I write this at a time when cynicism and crass, greedy profiteering are on full display in the halls of the US Congress where Republicans are enriching themselves and the very richest among us at the expense of masses — particularly those in greatest needs. And this at Christmas! Republican Congressmen no doubt watch It’s A Wonderful Life and root for Mr. Potter and hope that in A Christmas Carol Scrooge will remain unaffected by the visits of the three ghosts. The US today is afflicted by the most rapacious and morally repugnant government in its history and I hope to all that is holy there is hell to pay for those no good bastards.
It is an unimaginable state affairs in a country in which in past politicians at least used to be more subtle and less aggressive about robbing the people blind. People who claim this is the greatest country in the world (a preposterous notion to begin with) had better explain how it has allowed itself to be run by such a group of immoral louts. And I haven’t even gotten to the low grade moron who occupies the Oval Office. He continues to disgrace the office of the presidency in ways that nincompoops and crooks like Nixon, Reagan and George W couldn’t have even imagined. He’s made the US an international laughingstock and if left at the reigns much longer the country will become a pariah.

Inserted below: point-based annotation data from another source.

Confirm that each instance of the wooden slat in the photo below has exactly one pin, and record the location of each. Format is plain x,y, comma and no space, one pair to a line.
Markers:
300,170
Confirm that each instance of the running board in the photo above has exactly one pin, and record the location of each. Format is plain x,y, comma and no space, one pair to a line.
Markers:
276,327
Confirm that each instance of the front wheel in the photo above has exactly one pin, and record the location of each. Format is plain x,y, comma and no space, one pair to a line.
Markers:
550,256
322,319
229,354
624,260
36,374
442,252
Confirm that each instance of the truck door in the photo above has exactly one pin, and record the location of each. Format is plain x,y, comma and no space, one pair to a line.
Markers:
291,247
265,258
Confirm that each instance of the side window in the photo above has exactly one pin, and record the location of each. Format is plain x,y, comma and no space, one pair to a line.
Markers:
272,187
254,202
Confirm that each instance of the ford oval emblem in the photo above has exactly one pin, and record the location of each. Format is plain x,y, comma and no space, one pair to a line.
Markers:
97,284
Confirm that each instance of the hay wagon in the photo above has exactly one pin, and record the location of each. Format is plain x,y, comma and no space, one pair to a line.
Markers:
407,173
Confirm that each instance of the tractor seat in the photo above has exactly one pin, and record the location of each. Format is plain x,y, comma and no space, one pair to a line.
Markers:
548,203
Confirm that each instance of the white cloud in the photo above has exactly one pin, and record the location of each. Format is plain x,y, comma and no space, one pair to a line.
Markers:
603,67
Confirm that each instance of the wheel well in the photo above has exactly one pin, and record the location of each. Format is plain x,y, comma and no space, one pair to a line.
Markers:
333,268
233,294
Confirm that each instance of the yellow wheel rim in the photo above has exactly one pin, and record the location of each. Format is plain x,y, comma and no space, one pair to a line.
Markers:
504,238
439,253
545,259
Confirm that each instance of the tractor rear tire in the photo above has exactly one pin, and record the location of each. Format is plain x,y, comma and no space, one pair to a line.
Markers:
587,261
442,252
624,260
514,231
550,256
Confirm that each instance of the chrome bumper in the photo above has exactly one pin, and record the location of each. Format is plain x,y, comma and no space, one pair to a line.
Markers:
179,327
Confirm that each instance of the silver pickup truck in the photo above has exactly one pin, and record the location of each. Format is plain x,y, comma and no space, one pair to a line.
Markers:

There is hope. Mid term elections are less than a year away, the Mueller investigation continues apace and most importantly the resistance is strong, organized and determined.
As for me I enjoyed 13 days without depression and it was marvelous. To be happy, very happy, day-after-day, for nearly two weeks was a welcome relief from the mental misery that had marked so many of my days. Lamentably the good times crashed to and end and gloom descended again although today seems to be a possible swing back in the right direction. The curative visit to the museum was preceded by a pedicure and manicure which did wonders for my mood. As I write this I’m in a sort of limbo between the usual feeling of high or low. Bi polar disorder is my lot — along with PTSD, addiction recovery and acute panic disorder — but it hasn’t killed me. I don’t believe that it’s necessarily true that that which does not kill me makes me stronger but I do believe that what we can survive and endure can be a source of strength, comfort, humility and even inspiration. Anyway its Christmas and I’m expecting a visit from Santa Claus soon that will have us all feeling a bit more jolly. Our tree is up, it’s cold outside, my Christmas shopping is done and some much needed rain is on the way. Plus there are more museums. More art. More life. More hope. Here's hoping there always will be.
1 comment:
Merry Christmas. May hope be your continual companion in 2018.